Hoy, en Carrion City, Russell es amo de casa. Tiffany, de dieciocho meses, cuya gestación y parto no apartó mucho tiempo a Mary de sus obligaciones como psiquiatra residente del hospital, ocupa gran parte del tiempo de Russell, en particular desde que la niña duerme durante el día, igual que Mary. Russell debe adaptarse al mismo horario o confiar en siestecillas e intersticiales cabezadas para purgar su organismo de los venenos del insomnio. Por la noche, mientras Mary trabaja y Tiffany da sus primeros pasos por la estucada casita de los Smithson, Russell prepara la receta especial a base de soja para la niña y planea la principal comida del día, que harán cuando casi el resto de la población de Carrion City se siente a desayunar. Este arreglo no disgusta a Russell por la expresiva razón de que así dispone de excusa (una excusa que no estuvo a su disposición entre 1972 y 1980) para la notable falta de éxito de su carrera literaria. Además, con ese horario está en su casa durmiendo cuando muchos habitantes de Carrion City se hallan maliciosamente en la calle, listos a saltar sobre el escritor, si topa con ellos, para hacerle infinidad de punzantes preguntas relacionadas con su perpetua falta de «trabajo lucrativo». Incluso los negligentes viejos y los pipiolos que pretenden ser buscadores de minas le han increpado en el almacén de piensos por su pereza, siendo como es un varón fuerte y sano. Tiffany, bendita sea, ha puesto fin a la insufrible furia de los lugareños. La niña ha mitigado la sensación de culpabilidad de Russell sin forzarle todavía a renunciar a sus últimas esperanzas literarias. La búsqueda de riquezas literarias no está totalmente reñida, a pesar de todo, con las mundanas responsabilidades de un amo de casa.

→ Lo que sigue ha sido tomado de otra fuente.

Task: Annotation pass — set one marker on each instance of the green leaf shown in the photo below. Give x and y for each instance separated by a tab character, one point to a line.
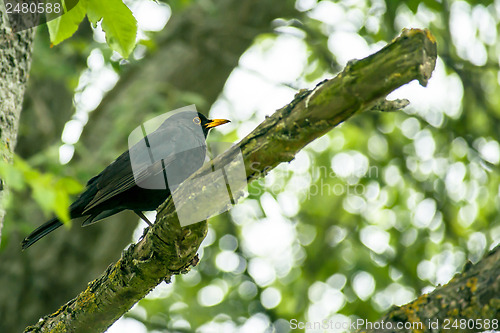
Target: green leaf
118	23
65	26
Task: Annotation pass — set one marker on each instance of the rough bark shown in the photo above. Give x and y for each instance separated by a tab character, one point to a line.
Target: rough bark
187	58
470	302
167	249
15	60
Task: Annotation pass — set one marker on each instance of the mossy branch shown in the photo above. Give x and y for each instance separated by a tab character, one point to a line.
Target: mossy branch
167	249
470	302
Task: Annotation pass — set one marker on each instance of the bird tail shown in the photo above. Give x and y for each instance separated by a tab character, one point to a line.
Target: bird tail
40	232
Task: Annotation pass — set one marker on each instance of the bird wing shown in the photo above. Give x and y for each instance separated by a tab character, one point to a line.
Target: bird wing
118	177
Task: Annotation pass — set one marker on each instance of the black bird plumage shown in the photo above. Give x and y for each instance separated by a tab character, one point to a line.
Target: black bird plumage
175	150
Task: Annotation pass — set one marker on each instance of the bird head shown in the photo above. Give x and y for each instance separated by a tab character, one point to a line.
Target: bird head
207	124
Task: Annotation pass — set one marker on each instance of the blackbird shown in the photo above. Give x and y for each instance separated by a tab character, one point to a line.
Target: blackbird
137	179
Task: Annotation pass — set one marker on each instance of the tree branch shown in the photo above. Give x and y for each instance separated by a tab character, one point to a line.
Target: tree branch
169	249
468	303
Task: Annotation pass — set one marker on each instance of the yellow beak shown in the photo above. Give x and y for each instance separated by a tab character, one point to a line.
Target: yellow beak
217	122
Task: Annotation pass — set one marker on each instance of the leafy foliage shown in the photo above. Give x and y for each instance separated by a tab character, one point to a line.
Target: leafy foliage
116	19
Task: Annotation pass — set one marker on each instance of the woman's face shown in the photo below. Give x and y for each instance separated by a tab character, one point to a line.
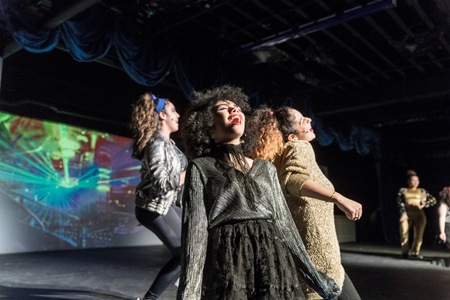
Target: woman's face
302	127
169	117
229	122
413	182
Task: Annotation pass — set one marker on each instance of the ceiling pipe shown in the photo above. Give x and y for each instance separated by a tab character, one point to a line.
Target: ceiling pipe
321	24
437	94
54	22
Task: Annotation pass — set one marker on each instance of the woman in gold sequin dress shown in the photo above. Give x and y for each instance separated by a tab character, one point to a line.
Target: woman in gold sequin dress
239	239
411	202
285	137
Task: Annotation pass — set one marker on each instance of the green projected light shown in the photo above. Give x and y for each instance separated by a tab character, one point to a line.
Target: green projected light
71	186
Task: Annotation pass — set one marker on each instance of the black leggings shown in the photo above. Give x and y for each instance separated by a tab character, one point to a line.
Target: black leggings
168	229
348	290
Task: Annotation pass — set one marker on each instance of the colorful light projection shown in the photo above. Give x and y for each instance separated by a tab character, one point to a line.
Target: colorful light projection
64	187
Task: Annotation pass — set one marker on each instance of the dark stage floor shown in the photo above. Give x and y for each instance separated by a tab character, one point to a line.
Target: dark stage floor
125	273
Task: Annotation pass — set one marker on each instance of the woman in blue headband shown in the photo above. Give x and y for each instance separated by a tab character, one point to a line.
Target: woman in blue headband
158	195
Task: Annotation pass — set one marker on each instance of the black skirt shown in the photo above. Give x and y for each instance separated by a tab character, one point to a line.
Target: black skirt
447	233
249	260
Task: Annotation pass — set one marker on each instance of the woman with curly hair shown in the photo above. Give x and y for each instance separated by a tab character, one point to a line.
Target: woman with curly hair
285	136
411	202
162	179
444	216
239	239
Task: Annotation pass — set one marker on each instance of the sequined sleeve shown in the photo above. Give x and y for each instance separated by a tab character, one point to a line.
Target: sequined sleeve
401	201
194	236
296	169
324	285
161	179
429	200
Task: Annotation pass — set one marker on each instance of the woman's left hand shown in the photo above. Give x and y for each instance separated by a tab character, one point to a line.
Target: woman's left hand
352	209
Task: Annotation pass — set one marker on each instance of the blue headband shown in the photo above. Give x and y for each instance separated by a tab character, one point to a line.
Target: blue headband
161	103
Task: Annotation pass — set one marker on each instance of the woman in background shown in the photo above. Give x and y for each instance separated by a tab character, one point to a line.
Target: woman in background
162	178
285	137
444	216
411	202
239	239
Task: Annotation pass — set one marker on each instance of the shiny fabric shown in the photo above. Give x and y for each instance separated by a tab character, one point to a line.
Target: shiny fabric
416	217
160	175
214	196
417	220
314	218
246	260
425	198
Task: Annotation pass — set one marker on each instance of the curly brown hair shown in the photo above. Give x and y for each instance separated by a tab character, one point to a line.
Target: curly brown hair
197	126
444	195
144	122
270	138
285	121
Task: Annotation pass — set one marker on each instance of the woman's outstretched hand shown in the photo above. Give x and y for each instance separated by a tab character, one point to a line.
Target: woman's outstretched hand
352	209
403	217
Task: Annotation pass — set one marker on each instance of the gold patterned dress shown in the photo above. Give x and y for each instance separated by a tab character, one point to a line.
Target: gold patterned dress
314	218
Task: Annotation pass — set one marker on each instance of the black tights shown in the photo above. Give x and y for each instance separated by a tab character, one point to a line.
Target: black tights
168	229
348	290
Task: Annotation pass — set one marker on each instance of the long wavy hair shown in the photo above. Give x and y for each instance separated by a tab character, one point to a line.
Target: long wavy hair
197	126
144	122
270	138
285	121
444	195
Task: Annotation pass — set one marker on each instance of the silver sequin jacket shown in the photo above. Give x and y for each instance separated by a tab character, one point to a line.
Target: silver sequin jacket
160	175
212	199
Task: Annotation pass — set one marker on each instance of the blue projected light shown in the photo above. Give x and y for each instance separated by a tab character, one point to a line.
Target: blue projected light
64	187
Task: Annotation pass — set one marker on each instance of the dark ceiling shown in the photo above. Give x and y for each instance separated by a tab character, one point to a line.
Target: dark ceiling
387	70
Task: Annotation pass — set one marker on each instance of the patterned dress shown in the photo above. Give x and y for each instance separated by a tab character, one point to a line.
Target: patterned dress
240	242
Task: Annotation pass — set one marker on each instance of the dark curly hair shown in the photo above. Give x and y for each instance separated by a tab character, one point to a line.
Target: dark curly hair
444	196
197	126
270	138
285	121
144	122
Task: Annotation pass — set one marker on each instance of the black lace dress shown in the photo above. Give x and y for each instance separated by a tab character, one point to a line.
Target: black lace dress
239	248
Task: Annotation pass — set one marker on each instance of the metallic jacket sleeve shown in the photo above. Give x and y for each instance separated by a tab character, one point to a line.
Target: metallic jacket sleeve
194	236
161	181
324	285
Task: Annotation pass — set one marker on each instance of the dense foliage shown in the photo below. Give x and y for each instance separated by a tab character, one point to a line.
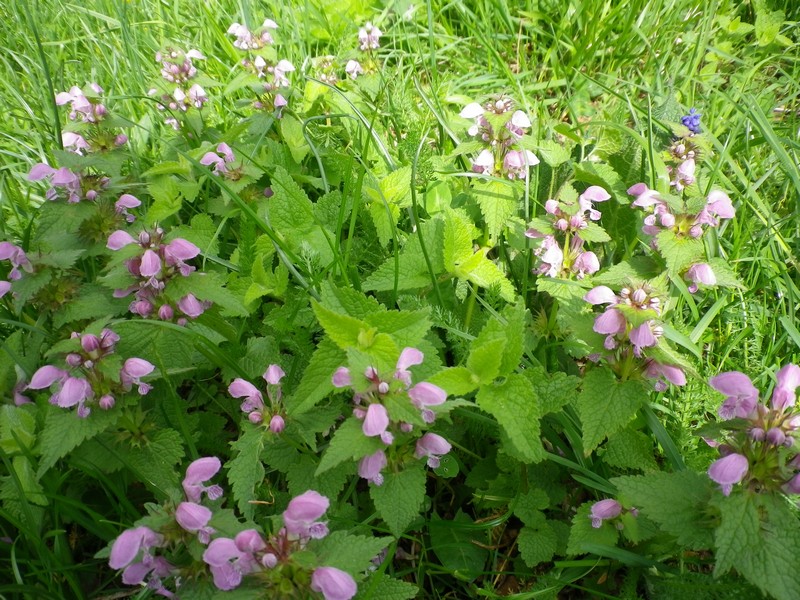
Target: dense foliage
338	300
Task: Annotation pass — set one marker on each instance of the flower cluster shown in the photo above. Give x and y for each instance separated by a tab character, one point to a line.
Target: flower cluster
18	259
759	448
608	510
253	404
154	267
87	381
683	222
630	324
86	131
176	92
272	79
249	552
378	422
561	252
75	186
501	129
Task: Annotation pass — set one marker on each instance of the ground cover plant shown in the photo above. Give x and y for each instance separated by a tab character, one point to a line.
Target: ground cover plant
394	300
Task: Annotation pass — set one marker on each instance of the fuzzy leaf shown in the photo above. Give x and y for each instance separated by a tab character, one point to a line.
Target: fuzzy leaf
513	404
605	405
675	501
246	470
400	497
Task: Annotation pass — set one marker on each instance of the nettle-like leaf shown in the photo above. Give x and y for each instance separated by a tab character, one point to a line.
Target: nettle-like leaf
291	214
400	497
606	405
582	531
410	271
348	443
469	265
680	252
351	553
246	470
759	536
513	404
677	502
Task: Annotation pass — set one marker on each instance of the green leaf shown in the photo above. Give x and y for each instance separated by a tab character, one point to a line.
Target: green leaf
387	588
348	443
513	404
605	405
316	383
245	470
537	542
456	381
760	538
400	497
677	502
498	204
64	430
454	545
630	449
680	252
582	531
157	460
351	553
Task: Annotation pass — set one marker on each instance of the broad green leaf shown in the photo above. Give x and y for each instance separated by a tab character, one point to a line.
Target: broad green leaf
513	404
157	460
498	203
582	531
399	499
680	252
348	443
537	542
245	470
629	449
351	553
606	405
677	502
64	430
456	381
316	382
454	545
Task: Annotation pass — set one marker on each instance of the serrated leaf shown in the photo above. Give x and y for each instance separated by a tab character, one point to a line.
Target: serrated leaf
582	531
246	470
64	430
498	204
348	443
387	588
675	501
630	449
606	405
351	553
156	460
456	381
679	251
513	404
316	382
537	542
400	497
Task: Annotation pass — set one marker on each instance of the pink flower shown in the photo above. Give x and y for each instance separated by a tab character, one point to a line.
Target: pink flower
333	583
784	394
604	510
728	471
370	467
198	472
434	447
742	396
300	517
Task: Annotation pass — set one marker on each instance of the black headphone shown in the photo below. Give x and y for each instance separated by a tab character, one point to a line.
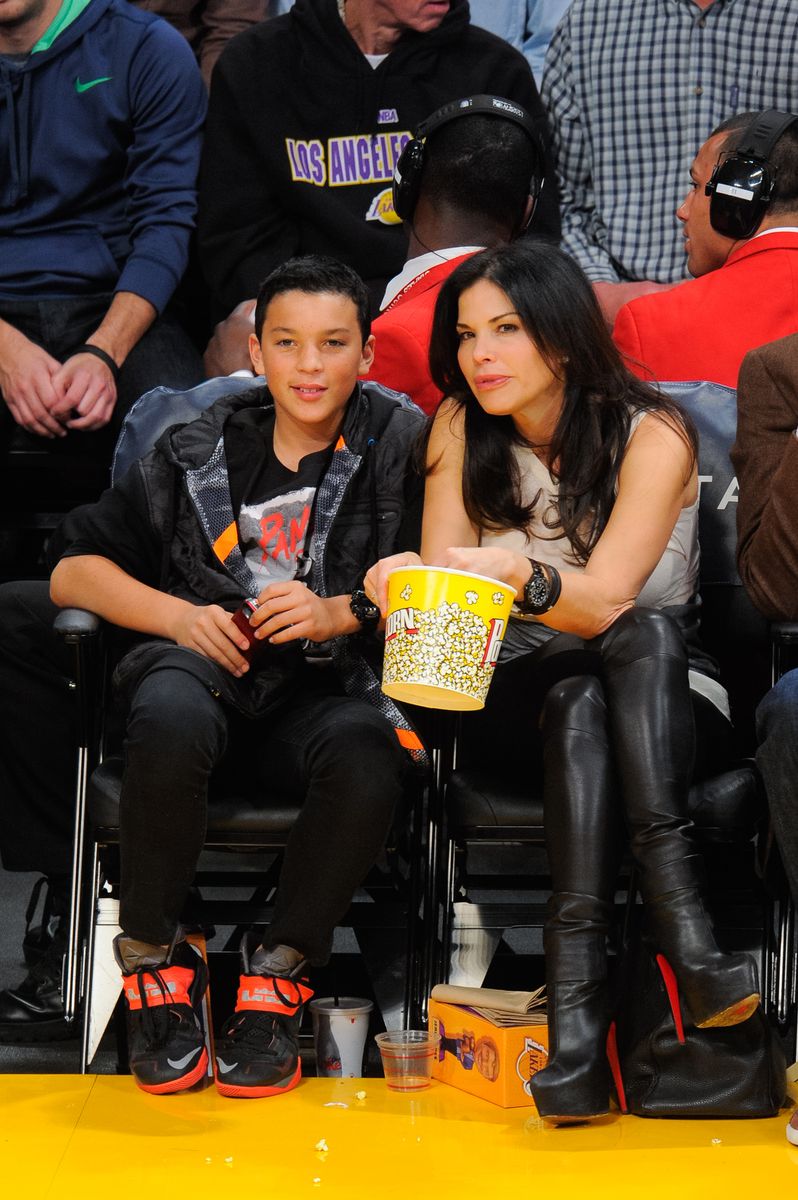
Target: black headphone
407	173
741	186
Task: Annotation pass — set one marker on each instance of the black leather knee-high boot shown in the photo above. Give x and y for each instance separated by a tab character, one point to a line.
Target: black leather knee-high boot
583	828
651	718
575	1085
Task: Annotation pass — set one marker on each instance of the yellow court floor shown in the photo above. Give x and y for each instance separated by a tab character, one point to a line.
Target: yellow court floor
71	1135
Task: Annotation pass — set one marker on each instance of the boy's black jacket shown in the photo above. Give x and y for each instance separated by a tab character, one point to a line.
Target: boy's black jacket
174	503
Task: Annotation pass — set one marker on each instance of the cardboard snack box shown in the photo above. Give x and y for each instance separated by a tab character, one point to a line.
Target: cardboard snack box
487	1060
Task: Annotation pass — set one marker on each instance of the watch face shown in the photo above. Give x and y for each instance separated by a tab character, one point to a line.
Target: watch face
365	611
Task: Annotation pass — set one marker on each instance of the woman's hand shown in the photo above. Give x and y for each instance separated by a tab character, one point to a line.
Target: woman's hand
376	581
497	563
291	611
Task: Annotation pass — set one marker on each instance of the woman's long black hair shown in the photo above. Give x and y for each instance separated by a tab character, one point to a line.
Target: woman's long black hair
559	311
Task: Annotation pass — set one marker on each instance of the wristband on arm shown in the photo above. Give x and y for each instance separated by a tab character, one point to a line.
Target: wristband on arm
541	589
99	354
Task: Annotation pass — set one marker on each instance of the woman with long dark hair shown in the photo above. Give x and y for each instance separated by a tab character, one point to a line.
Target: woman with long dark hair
552	468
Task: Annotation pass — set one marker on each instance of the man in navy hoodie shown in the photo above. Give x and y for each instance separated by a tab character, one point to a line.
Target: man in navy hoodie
101	108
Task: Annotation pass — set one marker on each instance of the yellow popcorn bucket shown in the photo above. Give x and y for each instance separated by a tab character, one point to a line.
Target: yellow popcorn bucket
443	636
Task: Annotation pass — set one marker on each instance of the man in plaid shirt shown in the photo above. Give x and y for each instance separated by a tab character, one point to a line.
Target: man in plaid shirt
633	87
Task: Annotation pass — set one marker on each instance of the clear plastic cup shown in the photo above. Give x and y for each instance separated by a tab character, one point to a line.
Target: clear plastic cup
407	1059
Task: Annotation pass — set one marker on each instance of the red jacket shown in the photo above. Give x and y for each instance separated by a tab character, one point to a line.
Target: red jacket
702	329
402	333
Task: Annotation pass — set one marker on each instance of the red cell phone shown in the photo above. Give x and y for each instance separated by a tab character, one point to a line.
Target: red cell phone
241	621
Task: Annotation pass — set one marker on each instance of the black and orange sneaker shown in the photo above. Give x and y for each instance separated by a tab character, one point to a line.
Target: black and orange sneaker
166	1038
258	1050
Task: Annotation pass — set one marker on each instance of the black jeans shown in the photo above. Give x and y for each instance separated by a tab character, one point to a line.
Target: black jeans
163	355
37	735
336	756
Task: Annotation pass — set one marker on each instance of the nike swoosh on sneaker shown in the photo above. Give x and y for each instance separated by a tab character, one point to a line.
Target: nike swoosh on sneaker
93	83
179	1063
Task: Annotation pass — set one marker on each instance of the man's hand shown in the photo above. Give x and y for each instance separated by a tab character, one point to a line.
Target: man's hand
228	349
88	393
289	611
27	382
211	631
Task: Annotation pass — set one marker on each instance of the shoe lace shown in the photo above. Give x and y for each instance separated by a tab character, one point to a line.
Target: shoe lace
155	1017
249	1027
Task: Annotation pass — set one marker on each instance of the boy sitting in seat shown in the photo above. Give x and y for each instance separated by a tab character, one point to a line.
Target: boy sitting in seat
283	495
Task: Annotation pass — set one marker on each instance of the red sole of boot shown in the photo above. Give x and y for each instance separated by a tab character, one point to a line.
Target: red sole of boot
179	1085
243	1093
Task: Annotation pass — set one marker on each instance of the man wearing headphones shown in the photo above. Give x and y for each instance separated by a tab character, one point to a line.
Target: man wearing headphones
441	195
309	114
741	231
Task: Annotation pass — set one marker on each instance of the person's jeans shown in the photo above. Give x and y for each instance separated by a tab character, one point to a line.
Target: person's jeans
37	733
777	730
336	756
163	355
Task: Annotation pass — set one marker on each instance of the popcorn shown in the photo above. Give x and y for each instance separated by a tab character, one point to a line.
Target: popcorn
447	649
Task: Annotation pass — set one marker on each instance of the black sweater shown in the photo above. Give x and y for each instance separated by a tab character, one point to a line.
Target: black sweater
303	136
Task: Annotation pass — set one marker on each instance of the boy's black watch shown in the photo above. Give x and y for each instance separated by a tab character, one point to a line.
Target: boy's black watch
364	610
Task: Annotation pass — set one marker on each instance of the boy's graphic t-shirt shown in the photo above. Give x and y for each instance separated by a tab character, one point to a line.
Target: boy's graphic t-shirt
274	504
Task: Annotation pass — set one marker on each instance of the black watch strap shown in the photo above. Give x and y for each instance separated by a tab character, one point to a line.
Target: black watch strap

Durante los ocho últimos meses Russell ha seguido un curso por correspondencia de la Escuela de Prósperos Colaboradores Anónimos, una sociedad de Baltimore (Maryland). (Los anuncios de este programa de estudios, que incluyen el respaldo de solicitadísimos mercenarios que han desvelado bajo otro nombre las vidas de celebridades de Hollywood y llevado a juicio a políticos y dechados de perfección adictos a las drogas, aparecen con regularidad intercalados en revistas femeninas y semanarios dedicados a los programas de televisión). Entre sus numerosos quehaceres domésticos Russell intercala como puede momentos que dedicar al estudio. Su lista de lecturas incluye las autobiografías de Benvenutto Cellini, Benjamin Franklin, Ulysses S. Grant, Vera Brittain y Malcolm X. Según los prospectos que recibió con el primer envío de tareas, lo esencial para ser un buen escritor anónimo es saber simular de modo convincente una autobiografía genuina. De hecho, su primera tarea como estudiante por correspondencia le exigió rehacer penosamente a mano tres capítulos de las Confesiones de Rousseau. Posteriormente tendrá que simular la personalidad, ideando el estilo conveniente para ello, de personajes populares tan diversos como Mickey Mouse, Mickey Spillane, David Stockman, Yogi Berra, Paul «Oso» Bryant, Anita Bryant, Ron Ely, Ronald McDonald y un largo etcétera. No es fácil. En dos o tres ocasiones Mary ha vuelto a casa y Russell había olvidado preparar la cena o cambiar el culero a Tiffany por culpa de un maniaco esfuerzo para terminar sus irritantes tareas. Puesto que comprende los motivos y las necesidades de su esposo, Mary no le regaña. Sin embargo, le duele descubrir que Russell es incapaz de algo más que plagiar el material de Rolling Stone o The National Enquirer cuando el plazo máximo de envío está a punto de cumplirse y uno de estos desdichados tabloides contiene información marginalmente utilizable para sus propósitos. Qué vulgar es Russell algunas veces.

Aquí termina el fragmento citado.